Çünkü Türkiye NATO’nun zayıflayan caydırıcılığından, ondan da önemlisi ona paralel oluşumun içinde yer alan ülkelerin güçlerini etkiye çevirme çabalarından mağdur olacak. Türkiye’nin dengelerini koruyabilmesi için ya AB üyesi olması ya da yeni Avrupa güvenlik mimarisinin bir yerlerinde kendine yer bulması ve çıkarlarının çeşitliliği düşünüldüğünde ulusal caydırıcılığını da her şart altında güçlendirmesi gerekecek.
Şimdilik AB yolu insan hakları sorunlarımız, demokrasi açığımız ve ekonomik performansımız gibi bizden ve tabii ki AB’nin eğilimlerinden, bazı üyelerinin beklentilerinden kaynaklanan nedenlerle kapalı. Belki gümrük birliği derinleşebilir, belki ilişkiler mülteci aksının ötesine geçebilir, belki biraz da vize işlemleri kolaylaştırılabilir ama gerçekçi bakarsak tam üyelik kolay kolay gerçekleşmez.

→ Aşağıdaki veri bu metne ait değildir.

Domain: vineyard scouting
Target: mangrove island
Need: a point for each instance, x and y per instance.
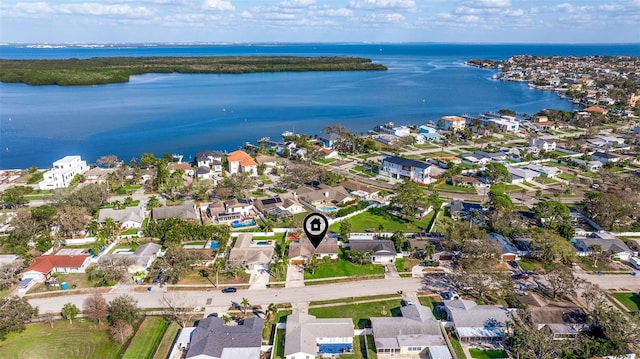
(105, 70)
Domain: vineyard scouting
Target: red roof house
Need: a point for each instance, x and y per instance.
(45, 265)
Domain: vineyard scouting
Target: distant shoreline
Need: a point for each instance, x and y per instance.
(106, 70)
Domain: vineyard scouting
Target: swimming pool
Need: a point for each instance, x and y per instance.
(327, 208)
(245, 223)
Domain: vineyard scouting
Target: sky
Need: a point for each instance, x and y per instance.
(377, 21)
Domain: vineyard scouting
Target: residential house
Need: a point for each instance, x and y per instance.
(44, 266)
(404, 168)
(239, 206)
(414, 334)
(542, 144)
(63, 172)
(382, 250)
(98, 175)
(476, 323)
(564, 320)
(240, 162)
(302, 250)
(519, 175)
(145, 255)
(452, 123)
(335, 195)
(186, 210)
(330, 140)
(545, 171)
(361, 191)
(608, 244)
(309, 337)
(252, 256)
(186, 167)
(210, 159)
(129, 217)
(459, 209)
(213, 339)
(508, 251)
(605, 157)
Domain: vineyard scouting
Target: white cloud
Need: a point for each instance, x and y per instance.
(488, 3)
(341, 12)
(383, 4)
(219, 5)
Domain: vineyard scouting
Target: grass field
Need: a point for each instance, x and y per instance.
(629, 299)
(359, 313)
(343, 268)
(166, 341)
(149, 334)
(377, 218)
(82, 339)
(487, 354)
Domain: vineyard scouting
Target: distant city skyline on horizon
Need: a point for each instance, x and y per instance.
(320, 21)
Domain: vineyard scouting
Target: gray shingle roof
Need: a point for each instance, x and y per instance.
(212, 337)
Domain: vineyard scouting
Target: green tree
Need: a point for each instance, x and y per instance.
(69, 312)
(14, 313)
(345, 229)
(409, 198)
(497, 172)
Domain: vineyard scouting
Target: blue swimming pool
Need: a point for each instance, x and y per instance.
(245, 223)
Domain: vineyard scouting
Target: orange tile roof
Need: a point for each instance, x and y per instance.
(242, 157)
(44, 264)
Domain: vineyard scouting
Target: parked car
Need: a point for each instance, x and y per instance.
(521, 275)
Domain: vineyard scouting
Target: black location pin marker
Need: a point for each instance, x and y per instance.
(315, 226)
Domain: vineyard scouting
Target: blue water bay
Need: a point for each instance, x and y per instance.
(178, 113)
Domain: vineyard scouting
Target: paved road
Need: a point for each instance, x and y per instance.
(154, 299)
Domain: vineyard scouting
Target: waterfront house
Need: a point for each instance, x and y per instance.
(130, 217)
(415, 334)
(309, 337)
(382, 250)
(452, 123)
(404, 168)
(475, 323)
(240, 162)
(63, 172)
(213, 339)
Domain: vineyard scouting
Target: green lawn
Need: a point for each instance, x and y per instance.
(487, 354)
(376, 218)
(566, 176)
(630, 300)
(343, 268)
(360, 313)
(445, 187)
(82, 339)
(147, 338)
(167, 341)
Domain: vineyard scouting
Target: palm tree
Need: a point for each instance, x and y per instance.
(245, 303)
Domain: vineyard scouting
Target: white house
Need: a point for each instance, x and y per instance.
(130, 217)
(542, 144)
(63, 172)
(310, 337)
(401, 168)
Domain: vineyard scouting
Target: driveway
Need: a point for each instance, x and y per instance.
(295, 276)
(258, 280)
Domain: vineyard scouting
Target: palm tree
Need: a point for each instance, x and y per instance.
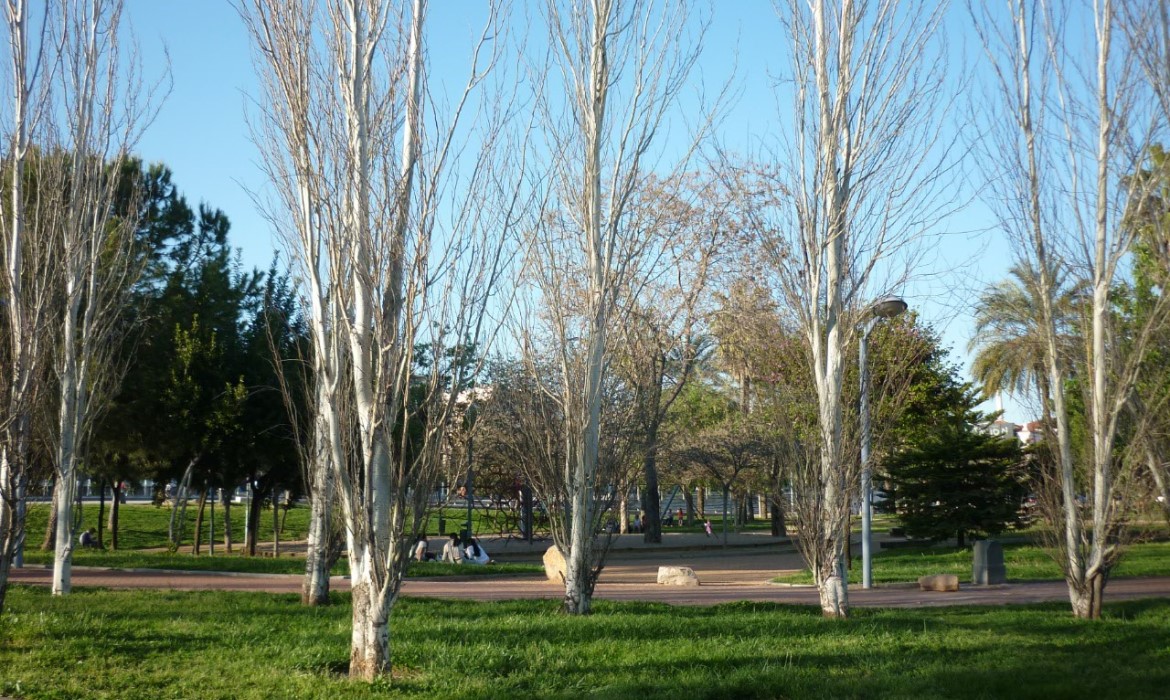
(1007, 343)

Ancak Türkiye kendisine AB’nin ve genel olarak Avrupa’nın yeni güvenlik mimarisi içinde yer bulabilir. Ki şimdiden bulmaya başladı bile. Geçtiğimiz hafta Savunma Bakanı Güler, Yunanlı meslektaşı Dendias’la birlikte Almanya’nın öncülüğünde geliştirilen Avrupa Gökyüzü Kalkanı Girişimi’ne (ESSI) Brüksel’de attığı imzayla Türkiye’yi de dahil etti.
Böylece aralarında İsviçre ve Avusturya’nın bulunduğu Avrupa’nın 20 ülkesiyle birlikte geliştirilecek ortak hava savunma sisteminin içinde yer alacağımız tescil edildi. Anlaşılan Türkiye oluşturulacak üç aşamalı savunma kalkanından yararlanacak. Her ne kadar Rusya ile ilişkilerimiz sorunsuz seyretmekteyse de bu ülkeden ya da ileride başka bir komşumuzdan kaynaklanabilecek saldırılardan korunmamız daha kolay olacak.
Şu aşamada geçerli olan plana göre ilk müdahale ABD-İsrail yapımı Arrow-3 füzeleriyle atmosfer dışında, o olmazsa veya gerektirmezse ABD yapımı Patriotlarla hedefe varmasından 100 km kadar önce, en son aşamada da Almanya yapımı IRIS-T füzeleriyle 35 km kala yapılacak. Ve belli ki Türkiye bu projede askeri ve teknolojik olarak sadece alan tarafta değil veren, sağlayan tarafta da olacak.
Hepsinde önemlisiyse Türkiye yeni Avrupa güvenlik mimarisinin oluşan unsurlarından birinin içinde yer alacak. İlk Eurofighter’ların hava kuvvetlerinin envanterine girmesi ve Türkiye’nin milli muharip uçağının bazı aksamlarının İngiltere başta olmak üzere Avrupa ülkelerinden temin edilmesiyle işbirliğinin boyutları derinleşecek, ileri teknolojideki askeri bağımlılığın tek bir ülkenin ipoteğinden çıkmasına yardımcı olacak.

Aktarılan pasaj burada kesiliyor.